Proposed ballot measure seeks ND ethics commission, other anti-corruption policies in state constitution
BISMARCK—A backer of a proposed anti-corruption ballot measure said Wednesday, Jan. 31, there are "a lot of little opportunities" for unethical behavior in North Dakota that could be deterred with their pitch to amend the state constitution.
Measure supporters submitted a proposed petition to the Secretary of State's Office for review Wednesday. They hope to put it on the November ballot, meaning they'll need 26,904 signatures by the end of the day July 9.

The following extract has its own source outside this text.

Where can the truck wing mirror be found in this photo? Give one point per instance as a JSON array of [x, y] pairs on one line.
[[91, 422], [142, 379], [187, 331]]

The measure would establish a state ethics commission that could investigate alleged violations "related to government ethics, lobbying, gifts to public officials, conflict of interest, government contracts, recusal, campaign finance, or corruption." It could issue subpoenas, take sworn testimony and conduct hearings during its investigation, refer complaints to the appropriate authorities and issue "advisory opinions."

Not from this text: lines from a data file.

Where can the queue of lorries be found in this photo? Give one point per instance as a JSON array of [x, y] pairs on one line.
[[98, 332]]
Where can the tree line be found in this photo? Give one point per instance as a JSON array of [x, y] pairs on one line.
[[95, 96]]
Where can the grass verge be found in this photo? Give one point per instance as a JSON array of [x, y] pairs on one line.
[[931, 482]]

The measure would also prohibit lobbyists from giving gifts to public officials, prevent public officials from lobbying for two years after holding office and prevent candidates and public officials from allocating campaign contributions for personal use.

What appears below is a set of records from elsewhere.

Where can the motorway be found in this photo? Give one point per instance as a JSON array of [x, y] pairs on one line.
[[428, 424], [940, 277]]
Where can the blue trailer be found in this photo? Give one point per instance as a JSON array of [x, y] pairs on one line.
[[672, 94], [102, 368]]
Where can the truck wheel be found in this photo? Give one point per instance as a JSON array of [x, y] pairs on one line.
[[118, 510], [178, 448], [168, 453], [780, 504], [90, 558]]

"From my experience in state government, you lose your compass sometimes as to what is ethical and what isn't," said former Deputy Agriculture Commissioner Dina Butcher, the sponsoring committee's chairwoman.
The sponsoring committee's 32 members includes Democratic state Sen. Tim Mathern, Fargo City Commissioner John Strand, former Republican Public Service Commissioner Susan Wefald and Ellen Chaffee, the former president of Valley City and Mayville state universities who ran for lieutenant governor as a Democrat in 2012. Butcher ran unsuccessfully for agriculture commissioner in 1996 as a Republican.
The proposed measure would also require the Legislature to enact laws to disclose money spent to influence elections and "state government action," but Sen. Jonathan Casper, R-Fargo, noted legislators passed a new law last year that boosts campaign finance reporting. Casper was the primary sponsor of the bill, which included a prohibition on using campaign funds for personal use.
As for the ethics commission, Casper worried that complaints would be used as a "political play" rather than to improve government. He also noted that the measure would require an annual $750,000 transfer from the Bank of North Dakota to support the commission's work.
"I think that we have an ethics commission in every coffee shop and every public gathering place across the state of North Dakota, that the more information voters have, they can exercise their right to vote every four years," Casper said. "That's the best place for those decisions to be made."
House Minority Leader Corey Mock, D-Grand Forks, said Democrats have introduced legislation to form an ethics commission every session since 2011. He said it's a good idea to turn to voters if the Republican-controlled Legislature won't approve it.
"I believe that North Dakotans, while they may trust their government, they also say, 'trust but verify,'" he said. "I think the people of the state deserve the assurance that there is some oversight of their elected and appointed officials."